小学校の教室で避難生活を送る藪さん。暑さに備え冷房が効いた1階の教室に移動した =石川県珠洲市・若山小

 能登半島地震による避難生活の長期化は、被災した高齢者の大きな負担となっている。「一日も早く仮設住宅に入りたいんけど、(仮設住宅が)当たらんのやわ」。石川県珠洲市にある若山小の教室で、避難生活を送る藪信子さん(74)は嘆く。

 仮設住宅は建設中のため、入居は抽選による順番待ちの状況だ。夏となり今後は熱中症も心配される。7月を目前に避難生活を送る2階の音楽室から、冷房機のある1階教室に移動した。震災後は急場をしのぐ生活が続く。

 藪さんは親族の家など避難先を転々とした後、若山小に身を寄せ、段ボールベッドで寝起きする避難所生活は2カ月半が過ぎた。食事などに気を付けて健康を維持しているが、長引く避難生活はこたえる。

 自宅の被災判定は「準半壊(一部損壊)」。家が傾いてしまった。今後については高齢なため「家を建てる気力もない」と話し「ゆくゆくは市営住宅かな。その前にここ(避難所)から出なきゃ始まらない」と表情を曇らせた。

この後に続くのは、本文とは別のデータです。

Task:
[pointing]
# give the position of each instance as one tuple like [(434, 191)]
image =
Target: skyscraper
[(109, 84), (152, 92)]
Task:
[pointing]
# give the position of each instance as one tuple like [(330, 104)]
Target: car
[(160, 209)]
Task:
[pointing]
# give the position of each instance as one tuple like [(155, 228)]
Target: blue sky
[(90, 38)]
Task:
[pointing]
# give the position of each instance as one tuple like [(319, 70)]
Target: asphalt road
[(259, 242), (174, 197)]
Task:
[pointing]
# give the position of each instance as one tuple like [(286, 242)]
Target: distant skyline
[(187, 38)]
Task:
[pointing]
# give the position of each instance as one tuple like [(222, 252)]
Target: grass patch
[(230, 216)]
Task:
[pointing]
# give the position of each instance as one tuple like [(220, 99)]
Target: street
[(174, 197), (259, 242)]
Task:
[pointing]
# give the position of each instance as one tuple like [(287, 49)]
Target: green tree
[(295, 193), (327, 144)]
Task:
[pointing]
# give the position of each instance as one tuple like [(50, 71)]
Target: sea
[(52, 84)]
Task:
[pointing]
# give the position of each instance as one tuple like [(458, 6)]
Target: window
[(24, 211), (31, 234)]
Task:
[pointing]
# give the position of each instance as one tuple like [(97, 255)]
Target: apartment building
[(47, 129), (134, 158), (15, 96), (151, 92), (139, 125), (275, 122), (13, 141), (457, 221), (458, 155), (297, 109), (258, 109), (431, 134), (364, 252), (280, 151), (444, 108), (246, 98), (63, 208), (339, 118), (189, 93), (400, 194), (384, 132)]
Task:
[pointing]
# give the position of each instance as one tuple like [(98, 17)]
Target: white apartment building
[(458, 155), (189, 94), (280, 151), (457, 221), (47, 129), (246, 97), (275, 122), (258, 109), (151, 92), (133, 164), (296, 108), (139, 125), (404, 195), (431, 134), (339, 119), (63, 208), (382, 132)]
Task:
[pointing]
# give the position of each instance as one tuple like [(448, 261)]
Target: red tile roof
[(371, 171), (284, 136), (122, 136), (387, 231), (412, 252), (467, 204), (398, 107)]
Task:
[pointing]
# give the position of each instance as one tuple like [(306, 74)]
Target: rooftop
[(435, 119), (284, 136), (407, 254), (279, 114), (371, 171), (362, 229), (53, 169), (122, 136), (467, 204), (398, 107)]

 同じく若山小で避難生活を送る黒津和子さん(80)。震災前は夫と次男家族らと5人で生活していたが、自宅が全壊となって散り散りとなった。藪さんと同様に仮設住宅への入居待ちだ。「このままでは仮設入居は8月以降だね。今まで通りの生活に早く戻れたらいいんだけどね」とこぼした。

 孤立防ぐ見守り活動

 被災地では、仮設住宅に入居できても、住民は見知らぬ人が多く、住民同士の交流や相談の場がなくなり、高齢者が孤立してしまうケースも発生している。最悪の場合は被災者の孤独死にもつながることから、支援団体は交流会を開いたり、高齢者が住む仮設住宅を訪問したりして、被災者を健康面から支えている。

「お茶会」と題した交流会で、高齢の被災者から健康相談などに応じるスタッフら=石川県珠洲市・三崎公民館

 被災者の見守り活動を展開する「珠洲ささえ愛センター」は、珠洲市にある三崎公民館で「お茶会」と題した交流会を開催。健康や悩み相談も受け付けている。

 「話す相手がいなく、このままでは家に閉じこもっていた。ありがたい」。仮設住宅で生活を送る中西美幸さん(85)はスタッフに感謝した。同センターは、NPO法人「ピースウィンズ・ジャパン」と連携し、看護師のスタッフによる血圧測定や体操も展開している。